Journal for Plague Lovers cannot help but feel like a victory, combining quiet bravery with a surefooted musicianship to fashion a classic yet contemporary sound.
Manic Street Preachers – Journal for Plague Lovers
Some 14 years after lyricist and pseudo-guitarist Richey Edwards’ disappearance comes Journal for Plague Lovers, a remarkable record constructed around the final lyrics he left for the remaining Manic Street Preachers. Thematically this can be seen as a companion piece to 1994s The Holy Bible, a bleak and bloody-minded trail through the dark side of the 20th century. As a band since then preoccupied with escaping their history, this collection serves as a fitting memorial to a lost friend, a stark and focused set delivering more than mere nostalgia.

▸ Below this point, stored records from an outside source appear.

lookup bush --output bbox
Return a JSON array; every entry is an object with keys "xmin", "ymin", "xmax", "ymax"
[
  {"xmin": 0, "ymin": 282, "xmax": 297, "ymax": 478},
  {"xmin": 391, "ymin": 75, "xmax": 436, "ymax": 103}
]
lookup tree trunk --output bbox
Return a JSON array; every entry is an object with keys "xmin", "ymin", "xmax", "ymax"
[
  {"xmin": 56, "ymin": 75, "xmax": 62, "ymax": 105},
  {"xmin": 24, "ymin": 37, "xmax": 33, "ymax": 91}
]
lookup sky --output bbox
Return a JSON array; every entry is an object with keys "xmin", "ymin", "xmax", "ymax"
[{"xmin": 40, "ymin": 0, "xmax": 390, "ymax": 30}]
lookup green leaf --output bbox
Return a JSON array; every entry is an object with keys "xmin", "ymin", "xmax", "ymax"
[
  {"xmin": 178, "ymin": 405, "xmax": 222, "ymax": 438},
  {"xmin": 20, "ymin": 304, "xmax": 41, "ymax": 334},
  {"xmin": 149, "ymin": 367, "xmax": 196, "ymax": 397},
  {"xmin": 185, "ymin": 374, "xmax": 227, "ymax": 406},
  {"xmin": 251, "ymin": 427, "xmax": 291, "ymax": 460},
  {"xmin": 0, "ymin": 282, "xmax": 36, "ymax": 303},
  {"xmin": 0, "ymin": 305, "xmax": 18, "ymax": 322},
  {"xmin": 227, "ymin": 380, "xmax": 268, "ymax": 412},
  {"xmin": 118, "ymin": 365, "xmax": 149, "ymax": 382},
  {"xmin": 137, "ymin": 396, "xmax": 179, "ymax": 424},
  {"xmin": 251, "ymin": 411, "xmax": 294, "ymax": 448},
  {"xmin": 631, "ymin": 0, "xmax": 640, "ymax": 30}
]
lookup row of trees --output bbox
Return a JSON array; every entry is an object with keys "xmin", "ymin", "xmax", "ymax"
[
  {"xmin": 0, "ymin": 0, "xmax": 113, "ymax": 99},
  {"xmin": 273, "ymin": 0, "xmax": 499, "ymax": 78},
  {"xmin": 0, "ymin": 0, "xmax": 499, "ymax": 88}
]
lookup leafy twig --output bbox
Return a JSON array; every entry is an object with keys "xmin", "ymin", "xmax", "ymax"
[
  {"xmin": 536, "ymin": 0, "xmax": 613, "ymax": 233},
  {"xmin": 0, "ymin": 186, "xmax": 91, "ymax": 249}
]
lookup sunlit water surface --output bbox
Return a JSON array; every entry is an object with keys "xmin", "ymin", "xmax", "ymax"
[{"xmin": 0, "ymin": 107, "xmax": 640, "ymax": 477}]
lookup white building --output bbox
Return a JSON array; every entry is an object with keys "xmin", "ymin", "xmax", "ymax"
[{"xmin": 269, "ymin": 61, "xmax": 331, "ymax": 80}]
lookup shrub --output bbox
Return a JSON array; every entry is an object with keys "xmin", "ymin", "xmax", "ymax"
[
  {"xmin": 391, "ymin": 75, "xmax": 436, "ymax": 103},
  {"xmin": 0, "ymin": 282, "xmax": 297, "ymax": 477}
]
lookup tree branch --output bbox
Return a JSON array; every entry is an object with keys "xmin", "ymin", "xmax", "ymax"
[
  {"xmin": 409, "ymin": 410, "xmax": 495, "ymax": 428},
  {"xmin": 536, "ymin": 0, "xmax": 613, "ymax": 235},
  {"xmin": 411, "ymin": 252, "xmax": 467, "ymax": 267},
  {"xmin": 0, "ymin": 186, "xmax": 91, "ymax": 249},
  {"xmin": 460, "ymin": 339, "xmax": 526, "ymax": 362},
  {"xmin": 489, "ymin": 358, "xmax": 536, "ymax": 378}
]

Recorded in Wales with Steve Albini, apparently the go-to guy for British rock groups requiring a sonic kick up the backside, the record opens with Peeled Apples. Employing bread and butter MSP sloganeering, ‘the Levi jean has always been stronger than the uzi’ harks back to the bad old days of ‘hospital closures kill more than car bombs ever will’. The difference now is an edgy yet FM-friendly sound which somehow seems as bold as brass under the circumstances.
Jackie Collins Existential Question Time, similarly, has not an inch of fat on it. A vintage James Dean Bradfield shout ‘n’ solo makes this perhaps the band’s best song in a decade.Hardly a band renowned with playing for laughs, Me and Stephen Hawking sees MSP successfully marry high and low art in a way that Brighton young bloods British Sea Power might appreciate. News that Martin Noble of that band has remixed the track is unsurprising given that the lyrics feature Herman the Bull and Tracey the Sheep. It gets better; as ‘100,000 watch Giant Haystacks in a Bombay fight’, Edwards laments missing the sex revolution ‘when we failed the physical’.
The gallows humour buried within these songs might be lost on a listener determined to see Edwards as a one-dimensional misery guts. True, the record’s title track and She Bathed Herself in a Bath of Bleach make for uncomfortable listening under swirling John McGeoch-like guitars, but there is a strange beauty in Edwards’ austerity of mind. ‘I would prefer no choice,’ Bradfield spits in All is Vanity, ‘one bread, one milk, one food, that’s all’.
The record’s finest moment (notwithstanding the brilliant hidden track Bag Lady) is William’s Last Words, a sombre hymn to tomorrow sung by bass player Nicky Wire. Never the strongest singer, Wire’s strained vocal adds to the feeling of desperation in the words. ‘Wish me some luck as you wave goodbye to me, you’re the best friends I ever had’ serves to bring the record to some sort of logical conclusion, as the strings die away.
Journal for Plague Lovers cannot help but feel like a victory, combining quiet bravery with a surefooted musicianship to fashion a classic yet contemporary sound. For the first time in years their next steps should be watched with interest; MSP always were the band that likes to say Yes.